Abstract. This paper deals with the differential power attack on a pairing cryptoprocessor. The cryptoprocessor is designed for pairing computations on elliptic curves defined over finite fields with large prime characteristic. The work pinpoints the vulnerabilities of such pairing computations against side-channel attacks. By exploiting the power consumptions, the paper experimentally demonstrates such vulnerability on FPGA platform. A suitable counteracting technique is also suggested to overcome such vulnerability.
Introduction
Bilinear pairing or pairing is a new and increasingly popular way of constructing cryptographic protocols. This has resulted in the development of pairing based schemes such as identity based encryption (IBE) which are ideally used in identity aware devices. The security of such devices leads to the security of pairing computations. In the last decade, an increasingly popular form of attack known as side-channel attack (SCA) [3, 4] , which exploits the weakness in implementations, have developed. SCA breaks a cryptosystems by analyzing the information that could be measured through some covert channel of a cryptoprocessor like : power consumption, time, electromagnetic radiation, fault, etc.
Pairing can be computed on different characteristic fields like binary (F 2 m ), trinary (F 3 m ), and large prime (F p ). The security of pairing computations over first two fields against differential power analysis (DPA) attack have been described in [9] and [5] , respectively. However, security analysis of pairing computations on prime fields against side-channel attack has not been considered before.
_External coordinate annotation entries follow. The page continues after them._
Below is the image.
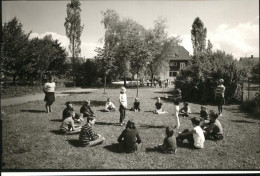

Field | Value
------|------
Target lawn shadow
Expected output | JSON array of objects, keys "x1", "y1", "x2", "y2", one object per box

[
  {"x1": 104, "y1": 143, "x2": 123, "y2": 153},
  {"x1": 50, "y1": 130, "x2": 65, "y2": 135},
  {"x1": 145, "y1": 147, "x2": 157, "y2": 153},
  {"x1": 20, "y1": 109, "x2": 46, "y2": 113},
  {"x1": 144, "y1": 111, "x2": 154, "y2": 112},
  {"x1": 231, "y1": 120, "x2": 255, "y2": 123},
  {"x1": 70, "y1": 100, "x2": 106, "y2": 107},
  {"x1": 67, "y1": 139, "x2": 83, "y2": 147},
  {"x1": 51, "y1": 119, "x2": 62, "y2": 122},
  {"x1": 95, "y1": 122, "x2": 118, "y2": 126},
  {"x1": 60, "y1": 92, "x2": 92, "y2": 95},
  {"x1": 140, "y1": 125, "x2": 166, "y2": 128}
]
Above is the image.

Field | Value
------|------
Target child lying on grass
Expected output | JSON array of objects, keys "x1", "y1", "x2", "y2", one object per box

[
  {"x1": 154, "y1": 97, "x2": 168, "y2": 114},
  {"x1": 157, "y1": 127, "x2": 177, "y2": 154},
  {"x1": 179, "y1": 102, "x2": 191, "y2": 117},
  {"x1": 79, "y1": 117, "x2": 105, "y2": 147},
  {"x1": 60, "y1": 110, "x2": 81, "y2": 134},
  {"x1": 176, "y1": 117, "x2": 205, "y2": 149}
]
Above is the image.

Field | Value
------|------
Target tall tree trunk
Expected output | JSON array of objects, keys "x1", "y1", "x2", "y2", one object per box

[
  {"x1": 151, "y1": 73, "x2": 154, "y2": 87},
  {"x1": 136, "y1": 72, "x2": 139, "y2": 97},
  {"x1": 104, "y1": 74, "x2": 107, "y2": 94},
  {"x1": 124, "y1": 76, "x2": 126, "y2": 87},
  {"x1": 13, "y1": 74, "x2": 16, "y2": 85},
  {"x1": 72, "y1": 36, "x2": 76, "y2": 87}
]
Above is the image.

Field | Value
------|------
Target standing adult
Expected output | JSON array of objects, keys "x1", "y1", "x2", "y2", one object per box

[
  {"x1": 215, "y1": 79, "x2": 225, "y2": 116},
  {"x1": 43, "y1": 77, "x2": 56, "y2": 113},
  {"x1": 119, "y1": 87, "x2": 127, "y2": 126}
]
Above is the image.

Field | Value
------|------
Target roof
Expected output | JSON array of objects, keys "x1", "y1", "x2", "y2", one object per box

[{"x1": 168, "y1": 46, "x2": 190, "y2": 61}]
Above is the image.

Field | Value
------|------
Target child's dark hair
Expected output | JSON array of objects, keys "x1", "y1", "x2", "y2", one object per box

[
  {"x1": 126, "y1": 120, "x2": 136, "y2": 129},
  {"x1": 87, "y1": 117, "x2": 94, "y2": 123},
  {"x1": 165, "y1": 127, "x2": 174, "y2": 137},
  {"x1": 210, "y1": 110, "x2": 218, "y2": 120},
  {"x1": 69, "y1": 108, "x2": 75, "y2": 116},
  {"x1": 191, "y1": 117, "x2": 200, "y2": 126}
]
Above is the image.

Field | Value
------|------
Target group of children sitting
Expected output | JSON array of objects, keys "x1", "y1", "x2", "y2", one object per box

[{"x1": 60, "y1": 88, "x2": 223, "y2": 153}]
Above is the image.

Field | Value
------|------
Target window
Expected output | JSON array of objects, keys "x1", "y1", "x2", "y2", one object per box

[
  {"x1": 169, "y1": 71, "x2": 177, "y2": 77},
  {"x1": 180, "y1": 62, "x2": 185, "y2": 69}
]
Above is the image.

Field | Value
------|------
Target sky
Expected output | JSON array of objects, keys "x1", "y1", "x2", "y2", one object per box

[{"x1": 2, "y1": 0, "x2": 259, "y2": 59}]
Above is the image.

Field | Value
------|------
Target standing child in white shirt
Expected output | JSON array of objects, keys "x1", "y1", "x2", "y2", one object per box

This paper explores the side-channel vulnerability of pairing computations on FPGA platform. One of the popular pairing friendly elliptic curves defined over F p is the Barreto-Naehrig curve (BN curve) [11] . A dual-core pairing cryptoprocessor for BN curves has been developed on FPGA platform. The paper proposes an optimized parallel scheduling of underlying finite field operations for Tate pairing computations by the cryptoprocessor. It further observes the mathematical formula of different steps of the pairing computation and pinpoints the vulnerability against side-channel attacks. The paper then describes a differential power analysis (DPA) technique based on such vulnerability. The actual DPA attack has been mounted on FPGA platforms which ascertains the secret parameter of pairing computation. The paper then proposes a suitable computation technique for counteracting the above vulnerability.
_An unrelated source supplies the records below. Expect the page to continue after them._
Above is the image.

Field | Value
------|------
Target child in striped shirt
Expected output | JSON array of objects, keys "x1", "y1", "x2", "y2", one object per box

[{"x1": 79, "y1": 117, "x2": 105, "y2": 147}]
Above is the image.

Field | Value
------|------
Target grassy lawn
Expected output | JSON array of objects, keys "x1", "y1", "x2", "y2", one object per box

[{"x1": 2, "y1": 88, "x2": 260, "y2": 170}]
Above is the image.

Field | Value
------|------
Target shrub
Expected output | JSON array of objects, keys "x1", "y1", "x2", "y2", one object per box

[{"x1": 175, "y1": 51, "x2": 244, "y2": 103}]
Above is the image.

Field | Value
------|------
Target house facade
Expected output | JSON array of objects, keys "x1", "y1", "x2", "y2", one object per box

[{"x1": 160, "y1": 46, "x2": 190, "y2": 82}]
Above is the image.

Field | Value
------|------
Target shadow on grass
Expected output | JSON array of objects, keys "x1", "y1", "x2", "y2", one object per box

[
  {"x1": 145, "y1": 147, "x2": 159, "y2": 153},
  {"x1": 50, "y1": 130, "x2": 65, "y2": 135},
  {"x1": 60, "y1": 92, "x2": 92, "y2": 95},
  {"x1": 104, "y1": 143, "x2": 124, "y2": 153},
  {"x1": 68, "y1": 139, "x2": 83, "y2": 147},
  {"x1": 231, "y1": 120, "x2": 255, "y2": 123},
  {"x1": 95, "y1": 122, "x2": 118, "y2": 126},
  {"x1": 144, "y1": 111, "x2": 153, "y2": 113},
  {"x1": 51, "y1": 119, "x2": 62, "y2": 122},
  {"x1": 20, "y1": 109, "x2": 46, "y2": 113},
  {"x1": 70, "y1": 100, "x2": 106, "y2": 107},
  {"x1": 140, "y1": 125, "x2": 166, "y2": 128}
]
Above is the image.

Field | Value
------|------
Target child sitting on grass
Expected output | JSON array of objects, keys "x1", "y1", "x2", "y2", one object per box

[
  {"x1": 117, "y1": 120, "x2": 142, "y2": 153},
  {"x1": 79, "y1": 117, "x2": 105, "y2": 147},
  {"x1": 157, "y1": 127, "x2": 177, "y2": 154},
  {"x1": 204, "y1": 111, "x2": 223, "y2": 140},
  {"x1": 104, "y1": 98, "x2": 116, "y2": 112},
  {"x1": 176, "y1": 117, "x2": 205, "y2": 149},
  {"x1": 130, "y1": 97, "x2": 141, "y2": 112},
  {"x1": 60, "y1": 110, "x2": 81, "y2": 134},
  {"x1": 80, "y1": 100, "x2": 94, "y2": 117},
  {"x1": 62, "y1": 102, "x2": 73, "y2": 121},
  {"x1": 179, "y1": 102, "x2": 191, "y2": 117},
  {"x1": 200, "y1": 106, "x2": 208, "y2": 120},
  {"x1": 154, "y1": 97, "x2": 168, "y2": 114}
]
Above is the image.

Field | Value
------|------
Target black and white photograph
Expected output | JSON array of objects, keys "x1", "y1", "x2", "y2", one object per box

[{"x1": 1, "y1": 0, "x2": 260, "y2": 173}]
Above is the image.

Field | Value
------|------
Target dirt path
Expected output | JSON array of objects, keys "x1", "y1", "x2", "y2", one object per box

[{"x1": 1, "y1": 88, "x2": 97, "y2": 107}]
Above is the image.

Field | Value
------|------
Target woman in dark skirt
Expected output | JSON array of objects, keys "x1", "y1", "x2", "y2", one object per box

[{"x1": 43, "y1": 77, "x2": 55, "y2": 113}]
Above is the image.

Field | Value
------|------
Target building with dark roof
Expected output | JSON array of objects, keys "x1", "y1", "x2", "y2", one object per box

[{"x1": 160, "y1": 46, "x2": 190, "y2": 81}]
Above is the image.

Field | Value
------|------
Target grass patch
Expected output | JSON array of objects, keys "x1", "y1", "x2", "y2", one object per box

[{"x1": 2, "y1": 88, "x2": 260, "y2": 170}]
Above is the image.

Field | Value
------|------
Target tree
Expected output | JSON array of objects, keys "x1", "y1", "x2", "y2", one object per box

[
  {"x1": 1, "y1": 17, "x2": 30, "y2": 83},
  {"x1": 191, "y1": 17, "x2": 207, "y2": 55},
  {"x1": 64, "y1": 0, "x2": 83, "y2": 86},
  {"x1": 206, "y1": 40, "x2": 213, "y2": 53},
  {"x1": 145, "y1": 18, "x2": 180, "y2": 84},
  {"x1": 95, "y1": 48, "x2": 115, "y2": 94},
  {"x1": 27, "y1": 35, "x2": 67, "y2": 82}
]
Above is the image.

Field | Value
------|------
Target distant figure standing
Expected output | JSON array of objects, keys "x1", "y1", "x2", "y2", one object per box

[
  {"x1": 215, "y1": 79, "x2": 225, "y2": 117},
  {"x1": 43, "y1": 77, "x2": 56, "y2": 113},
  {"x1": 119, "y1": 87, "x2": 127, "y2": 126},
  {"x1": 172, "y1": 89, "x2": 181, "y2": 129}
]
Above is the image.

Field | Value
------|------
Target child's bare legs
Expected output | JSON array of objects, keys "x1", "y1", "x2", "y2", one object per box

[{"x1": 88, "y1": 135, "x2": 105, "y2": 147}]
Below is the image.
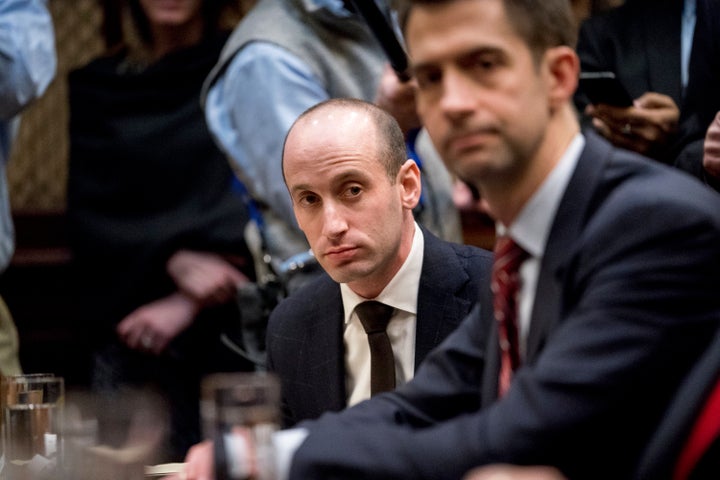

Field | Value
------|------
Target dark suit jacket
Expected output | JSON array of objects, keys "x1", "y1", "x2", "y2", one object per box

[
  {"x1": 674, "y1": 0, "x2": 720, "y2": 190},
  {"x1": 636, "y1": 326, "x2": 720, "y2": 480},
  {"x1": 575, "y1": 0, "x2": 696, "y2": 163},
  {"x1": 291, "y1": 134, "x2": 720, "y2": 480},
  {"x1": 267, "y1": 228, "x2": 492, "y2": 425}
]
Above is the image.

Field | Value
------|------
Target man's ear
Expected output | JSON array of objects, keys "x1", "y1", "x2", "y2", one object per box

[
  {"x1": 545, "y1": 46, "x2": 580, "y2": 109},
  {"x1": 397, "y1": 159, "x2": 422, "y2": 210}
]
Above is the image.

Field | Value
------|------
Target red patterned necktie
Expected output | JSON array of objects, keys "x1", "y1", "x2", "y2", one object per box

[{"x1": 492, "y1": 236, "x2": 528, "y2": 397}]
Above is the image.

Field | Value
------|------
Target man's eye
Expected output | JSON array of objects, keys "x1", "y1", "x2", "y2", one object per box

[
  {"x1": 298, "y1": 195, "x2": 318, "y2": 206},
  {"x1": 415, "y1": 70, "x2": 442, "y2": 89}
]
The paper is organized as follows: section 2 provides a mathematical background of pairing computation technique. The description of pairing cryptoprocessor over prime field is given in section 3. The vulnerability of pairing computation over prime fields is pointed out in section 4. The proposed DPA attack and its counteracting technique is described in section 5. The paper is concluded in section 6.
Mathematical Background
Pairing is a bilinear map which is performed on a pair of elements of a group (say G 1 ) to an element of another group (say G 3 ). Pairings for cryptographic applications use an additive group defined over elliptic or hyperelliptic curves as G 1 and a multiplicative group defined over an integer field as G 2 [7] . The mapping also follow two important properties called bilinearity and non-degeneracy. Sometimes the pairing is computed on two elements from two different additive groups (say G 1 and G 2 ) and it maps to an element of a multiplicative group G 3 . The groups G 1 and G 2 are in general formed by an elliptic curve over F q and F q k , where k is also known as embedding degree of the elliptic curve. The security of a pairing is based on the difficulty to solve the discrete logarithm problem in G 1 , G 2 , and G 3 .
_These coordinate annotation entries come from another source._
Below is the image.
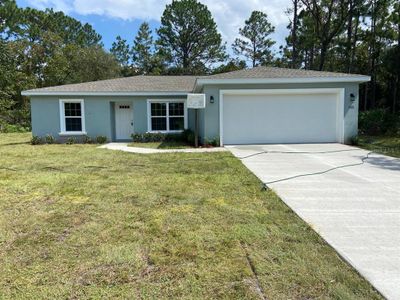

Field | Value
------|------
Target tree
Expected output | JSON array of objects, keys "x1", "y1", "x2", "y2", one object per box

[
  {"x1": 232, "y1": 11, "x2": 275, "y2": 67},
  {"x1": 212, "y1": 59, "x2": 246, "y2": 74},
  {"x1": 131, "y1": 22, "x2": 163, "y2": 74},
  {"x1": 157, "y1": 0, "x2": 226, "y2": 74},
  {"x1": 110, "y1": 35, "x2": 130, "y2": 67},
  {"x1": 287, "y1": 0, "x2": 300, "y2": 68},
  {"x1": 0, "y1": 0, "x2": 21, "y2": 40},
  {"x1": 301, "y1": 0, "x2": 348, "y2": 71}
]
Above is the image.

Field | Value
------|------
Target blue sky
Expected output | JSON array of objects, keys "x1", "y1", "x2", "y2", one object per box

[{"x1": 17, "y1": 0, "x2": 291, "y2": 56}]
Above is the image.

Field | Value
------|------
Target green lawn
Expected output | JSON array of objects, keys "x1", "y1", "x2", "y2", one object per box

[
  {"x1": 128, "y1": 141, "x2": 193, "y2": 149},
  {"x1": 0, "y1": 134, "x2": 380, "y2": 299},
  {"x1": 358, "y1": 136, "x2": 400, "y2": 157}
]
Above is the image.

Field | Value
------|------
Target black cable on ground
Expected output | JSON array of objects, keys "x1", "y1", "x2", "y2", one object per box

[
  {"x1": 239, "y1": 149, "x2": 362, "y2": 160},
  {"x1": 263, "y1": 151, "x2": 374, "y2": 190}
]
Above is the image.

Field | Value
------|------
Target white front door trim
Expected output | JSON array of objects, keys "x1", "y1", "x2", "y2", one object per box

[
  {"x1": 114, "y1": 102, "x2": 134, "y2": 140},
  {"x1": 219, "y1": 88, "x2": 344, "y2": 146}
]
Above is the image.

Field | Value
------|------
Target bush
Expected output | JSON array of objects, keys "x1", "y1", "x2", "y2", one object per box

[
  {"x1": 31, "y1": 135, "x2": 43, "y2": 145},
  {"x1": 131, "y1": 129, "x2": 194, "y2": 144},
  {"x1": 96, "y1": 135, "x2": 107, "y2": 144},
  {"x1": 0, "y1": 123, "x2": 29, "y2": 133},
  {"x1": 204, "y1": 138, "x2": 219, "y2": 147},
  {"x1": 350, "y1": 135, "x2": 360, "y2": 146},
  {"x1": 82, "y1": 135, "x2": 93, "y2": 144},
  {"x1": 359, "y1": 109, "x2": 400, "y2": 135},
  {"x1": 66, "y1": 136, "x2": 76, "y2": 145},
  {"x1": 44, "y1": 134, "x2": 56, "y2": 144}
]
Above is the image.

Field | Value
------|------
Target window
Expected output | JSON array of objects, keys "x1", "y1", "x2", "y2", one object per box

[
  {"x1": 60, "y1": 100, "x2": 85, "y2": 134},
  {"x1": 148, "y1": 100, "x2": 186, "y2": 132}
]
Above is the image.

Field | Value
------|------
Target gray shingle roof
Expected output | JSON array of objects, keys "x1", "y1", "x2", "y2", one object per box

[
  {"x1": 23, "y1": 67, "x2": 368, "y2": 95},
  {"x1": 23, "y1": 76, "x2": 197, "y2": 93},
  {"x1": 207, "y1": 67, "x2": 366, "y2": 79}
]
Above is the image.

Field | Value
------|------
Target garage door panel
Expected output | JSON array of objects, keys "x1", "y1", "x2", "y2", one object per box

[{"x1": 223, "y1": 94, "x2": 337, "y2": 144}]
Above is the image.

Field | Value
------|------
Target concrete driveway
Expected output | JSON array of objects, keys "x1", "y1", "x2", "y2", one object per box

[{"x1": 227, "y1": 144, "x2": 400, "y2": 299}]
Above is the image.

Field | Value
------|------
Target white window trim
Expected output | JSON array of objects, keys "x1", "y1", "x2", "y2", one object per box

[
  {"x1": 59, "y1": 99, "x2": 86, "y2": 135},
  {"x1": 147, "y1": 99, "x2": 188, "y2": 133}
]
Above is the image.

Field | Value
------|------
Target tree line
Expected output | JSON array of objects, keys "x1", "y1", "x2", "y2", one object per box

[{"x1": 0, "y1": 0, "x2": 400, "y2": 126}]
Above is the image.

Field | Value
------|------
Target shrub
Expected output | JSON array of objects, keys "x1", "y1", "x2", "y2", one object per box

[
  {"x1": 131, "y1": 129, "x2": 194, "y2": 144},
  {"x1": 66, "y1": 136, "x2": 76, "y2": 145},
  {"x1": 31, "y1": 135, "x2": 43, "y2": 145},
  {"x1": 82, "y1": 135, "x2": 93, "y2": 144},
  {"x1": 96, "y1": 135, "x2": 107, "y2": 144},
  {"x1": 0, "y1": 123, "x2": 29, "y2": 133},
  {"x1": 359, "y1": 109, "x2": 400, "y2": 135},
  {"x1": 350, "y1": 135, "x2": 360, "y2": 146},
  {"x1": 131, "y1": 132, "x2": 167, "y2": 143},
  {"x1": 204, "y1": 138, "x2": 219, "y2": 147},
  {"x1": 44, "y1": 134, "x2": 56, "y2": 144}
]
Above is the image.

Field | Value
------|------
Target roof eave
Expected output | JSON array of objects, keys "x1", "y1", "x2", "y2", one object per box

[
  {"x1": 21, "y1": 90, "x2": 190, "y2": 97},
  {"x1": 194, "y1": 75, "x2": 371, "y2": 92}
]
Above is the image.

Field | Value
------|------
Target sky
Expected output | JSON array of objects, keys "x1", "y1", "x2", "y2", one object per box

[{"x1": 17, "y1": 0, "x2": 291, "y2": 53}]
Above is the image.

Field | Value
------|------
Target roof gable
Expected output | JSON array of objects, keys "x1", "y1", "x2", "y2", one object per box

[{"x1": 22, "y1": 67, "x2": 370, "y2": 96}]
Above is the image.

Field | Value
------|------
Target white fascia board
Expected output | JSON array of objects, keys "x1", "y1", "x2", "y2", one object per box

[
  {"x1": 21, "y1": 91, "x2": 189, "y2": 96},
  {"x1": 195, "y1": 75, "x2": 371, "y2": 90}
]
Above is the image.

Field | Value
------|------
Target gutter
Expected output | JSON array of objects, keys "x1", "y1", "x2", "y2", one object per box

[
  {"x1": 21, "y1": 90, "x2": 190, "y2": 97},
  {"x1": 194, "y1": 75, "x2": 371, "y2": 92}
]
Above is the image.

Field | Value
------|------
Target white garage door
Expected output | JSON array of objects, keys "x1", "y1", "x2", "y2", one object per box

[{"x1": 221, "y1": 91, "x2": 340, "y2": 145}]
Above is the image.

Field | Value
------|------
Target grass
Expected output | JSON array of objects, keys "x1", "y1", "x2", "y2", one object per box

[
  {"x1": 128, "y1": 141, "x2": 193, "y2": 149},
  {"x1": 0, "y1": 134, "x2": 381, "y2": 299},
  {"x1": 358, "y1": 136, "x2": 400, "y2": 157}
]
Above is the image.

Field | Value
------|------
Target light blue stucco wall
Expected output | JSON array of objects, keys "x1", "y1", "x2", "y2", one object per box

[
  {"x1": 31, "y1": 83, "x2": 359, "y2": 143},
  {"x1": 31, "y1": 96, "x2": 186, "y2": 141},
  {"x1": 201, "y1": 83, "x2": 359, "y2": 143}
]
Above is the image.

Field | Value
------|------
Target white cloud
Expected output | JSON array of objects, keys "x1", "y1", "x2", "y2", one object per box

[{"x1": 28, "y1": 0, "x2": 291, "y2": 48}]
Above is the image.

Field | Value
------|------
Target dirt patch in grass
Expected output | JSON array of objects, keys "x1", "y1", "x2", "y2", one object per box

[
  {"x1": 128, "y1": 141, "x2": 193, "y2": 149},
  {"x1": 0, "y1": 134, "x2": 380, "y2": 299},
  {"x1": 358, "y1": 136, "x2": 400, "y2": 157}
]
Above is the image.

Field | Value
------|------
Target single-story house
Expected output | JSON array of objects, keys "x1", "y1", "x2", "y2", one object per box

[{"x1": 22, "y1": 67, "x2": 370, "y2": 145}]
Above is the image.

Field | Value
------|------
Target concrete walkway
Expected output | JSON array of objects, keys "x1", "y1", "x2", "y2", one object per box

[
  {"x1": 99, "y1": 143, "x2": 227, "y2": 154},
  {"x1": 229, "y1": 144, "x2": 400, "y2": 299}
]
The computation efficiency of such bilinear map is also an important factor for cryptographic applications. Cryptographic pairings are efficiently computed by Miller's algorithm [1, 2] which is shown in Alg. 1. More specifically this algorithm shows the computation of Tate pairing. Several optimizations of this algorithm have been presented in [8] . The resulting algorithm proposed in [8] is called BKLS algorithm for Tate pairing computation. Other pairings like ate, R-ate are computed by similar way using different parameters other than r and by interchanging the input points [13] .
The underlying elliptic curve plays an important role for achieving computation efficiency and security of a pairing computation. Active research is going on for finding out such a pairing-friendly elliptic curves. One of the most popular pairing-friendly elliptic curves is known as Barreto-Naehrig curves (BN curves) [11] . The BN curve is defined over a large prime field with embedding degree 12. Thus G 1 and G 2 in Alg. 1 are additive elliptic curve groups defined over F p and F p 12 , respectively. The pairing value t r (P, Q) = f ∈ G 3 , where G 3 is a multiplicative integer group defined over F p 12 . For achieving 128-bit security the BN curve is defined over a 256-bit prime field.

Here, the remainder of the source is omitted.